"Há quem musique poemas, há quem escreva inspirado em imagens. Dani Hasse desenha música. Quando se põe a trabalhar, é a trilha sonora do instante que dá o tom às produções da designer. O ritual para criar é o mesmo desde a infância, quando fazia desenhos para a mãe, e da adolescência, quando produzia cartazes para as bandas dos amigos.
Dani desenha psicodelias, flores miúdas, meninas fofinhas, garotas sombrias, arabescos modernos. A versatilidade é uma característica do trabalho: para ir da doçura dos rabiscos à força das cores sólidas, basta trocar de música.
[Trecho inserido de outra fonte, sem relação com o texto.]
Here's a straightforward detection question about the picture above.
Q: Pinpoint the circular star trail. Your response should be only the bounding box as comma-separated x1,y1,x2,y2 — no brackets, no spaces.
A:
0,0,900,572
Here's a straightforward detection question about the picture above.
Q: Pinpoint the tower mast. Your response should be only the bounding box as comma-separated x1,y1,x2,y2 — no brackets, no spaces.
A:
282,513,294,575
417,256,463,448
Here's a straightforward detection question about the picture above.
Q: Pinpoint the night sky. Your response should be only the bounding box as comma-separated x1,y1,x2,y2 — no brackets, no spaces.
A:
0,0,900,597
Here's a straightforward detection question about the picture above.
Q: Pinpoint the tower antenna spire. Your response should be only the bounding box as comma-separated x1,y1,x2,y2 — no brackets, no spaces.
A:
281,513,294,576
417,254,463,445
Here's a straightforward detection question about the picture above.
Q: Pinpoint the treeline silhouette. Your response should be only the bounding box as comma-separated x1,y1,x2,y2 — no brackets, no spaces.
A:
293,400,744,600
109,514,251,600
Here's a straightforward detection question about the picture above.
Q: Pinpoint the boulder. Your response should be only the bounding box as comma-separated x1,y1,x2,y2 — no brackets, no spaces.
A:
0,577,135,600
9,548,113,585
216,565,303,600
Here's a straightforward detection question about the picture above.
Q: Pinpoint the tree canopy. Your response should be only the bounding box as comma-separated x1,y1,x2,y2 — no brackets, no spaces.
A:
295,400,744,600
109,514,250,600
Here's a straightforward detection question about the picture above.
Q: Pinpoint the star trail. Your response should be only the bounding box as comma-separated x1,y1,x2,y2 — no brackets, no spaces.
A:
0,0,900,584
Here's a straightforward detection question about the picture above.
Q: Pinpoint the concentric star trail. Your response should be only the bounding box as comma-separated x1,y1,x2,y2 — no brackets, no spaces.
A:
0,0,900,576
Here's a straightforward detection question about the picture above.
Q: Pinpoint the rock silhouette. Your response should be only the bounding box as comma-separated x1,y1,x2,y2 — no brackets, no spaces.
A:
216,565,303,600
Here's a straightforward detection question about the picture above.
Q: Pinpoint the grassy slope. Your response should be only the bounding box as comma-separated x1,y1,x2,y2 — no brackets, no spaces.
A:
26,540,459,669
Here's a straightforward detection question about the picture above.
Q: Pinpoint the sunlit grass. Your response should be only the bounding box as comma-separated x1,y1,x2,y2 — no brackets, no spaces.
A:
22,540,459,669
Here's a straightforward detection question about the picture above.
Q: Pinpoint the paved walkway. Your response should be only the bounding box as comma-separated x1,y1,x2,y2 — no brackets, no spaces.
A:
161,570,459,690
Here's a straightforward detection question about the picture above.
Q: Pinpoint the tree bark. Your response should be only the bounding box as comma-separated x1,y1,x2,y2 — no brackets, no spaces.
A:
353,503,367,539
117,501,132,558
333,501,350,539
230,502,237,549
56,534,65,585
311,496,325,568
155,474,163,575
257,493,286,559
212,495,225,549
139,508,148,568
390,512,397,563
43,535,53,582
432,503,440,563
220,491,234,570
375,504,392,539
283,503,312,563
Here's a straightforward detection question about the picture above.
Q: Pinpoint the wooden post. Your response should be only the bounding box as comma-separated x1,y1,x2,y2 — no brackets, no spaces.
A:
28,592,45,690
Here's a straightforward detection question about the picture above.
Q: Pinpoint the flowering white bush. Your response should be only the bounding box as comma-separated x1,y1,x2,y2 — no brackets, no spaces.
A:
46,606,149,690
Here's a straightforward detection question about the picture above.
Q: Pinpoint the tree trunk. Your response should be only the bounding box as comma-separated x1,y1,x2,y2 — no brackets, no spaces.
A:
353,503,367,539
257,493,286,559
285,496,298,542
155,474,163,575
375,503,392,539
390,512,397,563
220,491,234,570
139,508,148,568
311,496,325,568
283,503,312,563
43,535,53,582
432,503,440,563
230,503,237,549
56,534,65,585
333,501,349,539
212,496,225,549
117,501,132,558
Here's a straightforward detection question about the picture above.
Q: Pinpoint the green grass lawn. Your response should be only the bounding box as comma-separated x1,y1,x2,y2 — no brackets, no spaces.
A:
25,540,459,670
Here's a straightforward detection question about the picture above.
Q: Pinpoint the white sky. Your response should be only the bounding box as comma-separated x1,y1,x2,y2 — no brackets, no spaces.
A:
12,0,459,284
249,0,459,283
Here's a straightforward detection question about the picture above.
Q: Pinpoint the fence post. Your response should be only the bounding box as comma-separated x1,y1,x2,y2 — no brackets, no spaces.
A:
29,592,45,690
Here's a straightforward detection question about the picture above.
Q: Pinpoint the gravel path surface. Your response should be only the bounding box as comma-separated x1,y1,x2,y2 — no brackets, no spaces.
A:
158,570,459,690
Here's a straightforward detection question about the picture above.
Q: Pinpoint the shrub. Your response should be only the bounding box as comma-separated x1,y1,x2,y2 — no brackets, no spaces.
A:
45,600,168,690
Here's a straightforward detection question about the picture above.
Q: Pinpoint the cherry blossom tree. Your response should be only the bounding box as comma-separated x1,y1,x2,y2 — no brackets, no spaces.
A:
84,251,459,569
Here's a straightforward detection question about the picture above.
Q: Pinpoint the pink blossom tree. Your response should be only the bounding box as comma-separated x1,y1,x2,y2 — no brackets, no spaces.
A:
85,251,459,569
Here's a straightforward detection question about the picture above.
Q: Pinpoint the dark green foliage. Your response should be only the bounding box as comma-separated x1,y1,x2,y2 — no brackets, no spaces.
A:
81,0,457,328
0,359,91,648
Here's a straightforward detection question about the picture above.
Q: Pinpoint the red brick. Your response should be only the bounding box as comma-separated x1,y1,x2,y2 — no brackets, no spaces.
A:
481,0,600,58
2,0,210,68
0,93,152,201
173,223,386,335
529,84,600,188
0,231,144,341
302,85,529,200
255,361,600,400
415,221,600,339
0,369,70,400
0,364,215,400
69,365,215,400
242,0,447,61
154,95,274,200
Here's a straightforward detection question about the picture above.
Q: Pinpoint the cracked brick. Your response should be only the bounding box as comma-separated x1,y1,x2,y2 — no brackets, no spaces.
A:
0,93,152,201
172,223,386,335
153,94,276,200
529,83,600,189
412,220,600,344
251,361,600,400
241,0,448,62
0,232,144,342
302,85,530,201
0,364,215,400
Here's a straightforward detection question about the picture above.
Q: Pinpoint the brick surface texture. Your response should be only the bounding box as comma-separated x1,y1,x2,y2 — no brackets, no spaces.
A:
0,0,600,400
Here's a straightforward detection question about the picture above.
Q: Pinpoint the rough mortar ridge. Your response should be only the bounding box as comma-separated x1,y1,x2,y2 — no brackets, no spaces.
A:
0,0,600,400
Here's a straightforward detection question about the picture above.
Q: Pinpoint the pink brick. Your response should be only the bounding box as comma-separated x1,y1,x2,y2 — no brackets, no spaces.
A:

É possível até que você esteja usando uma peça de roupa ilustrada pelos traços delicados de Dani. As criações dela já estamparam coleções das marcas Hering, Colcci, Sommer e Coca-Cola. A estranheza de ver alguém vestindo uma imagem que saiu da sua mente existiu, mas ela diz já estar acostumada. Hoje, a designer se dedica mais ao ramo de ilustração, acaba de ser convidada por uma gravadora para cuidar da parte visual de um trabalho e já criou até convites de casamento. Com os cartazes que faz para shows, recebe reconhecimento profissional fazendo o que foi passatempo na adolescência.
A moça é carioca de nascimento. Veio para o Vale do Itajaí aos dois anos e morou com a família em Indaial, Timbó e Blumenau. O coração diz ser daqui. Mudou-se em 2007 para São Paulo, onde conheceu o “namorido” e encontrou melhores oportunidades de trabalho, uma vida cultural que não tem fim e um tempo que corre mais rápido. A saudade da tranquilidade e do colo de mãe, que ficaram em Blumenau, ela tenta matar a cada dois meses.
Dani é designer por intuição. A formação acadêmica em Letras a tornou professora, em uma luta diária contra a timidez. O acaso a tirou da sala de aula e a levou à criação de estampas na Colcci – literalmente de um dia para o outro. Até uma amiga ver seus desenhos e incentivá-la a viver deles, Dani não imaginava que pudesse trabalhar com o que, até então, era só prazer.
Quando começou a fazer estampas, há cerca de quatro anos, precisou profissionalizar o hobby. Dani só desenhava em papel, às vezes até com caneta Bic. Hoje, usa meios analógicos e digitais para as criações. A matéria-prima para cada trabalho vem de todo lugar. Pode nascer de uma visita a uma papelaria, de um ladrilho, de uma caminhada na rua, da gata paulistana que Dani adotou. Ou depois de um play, claro."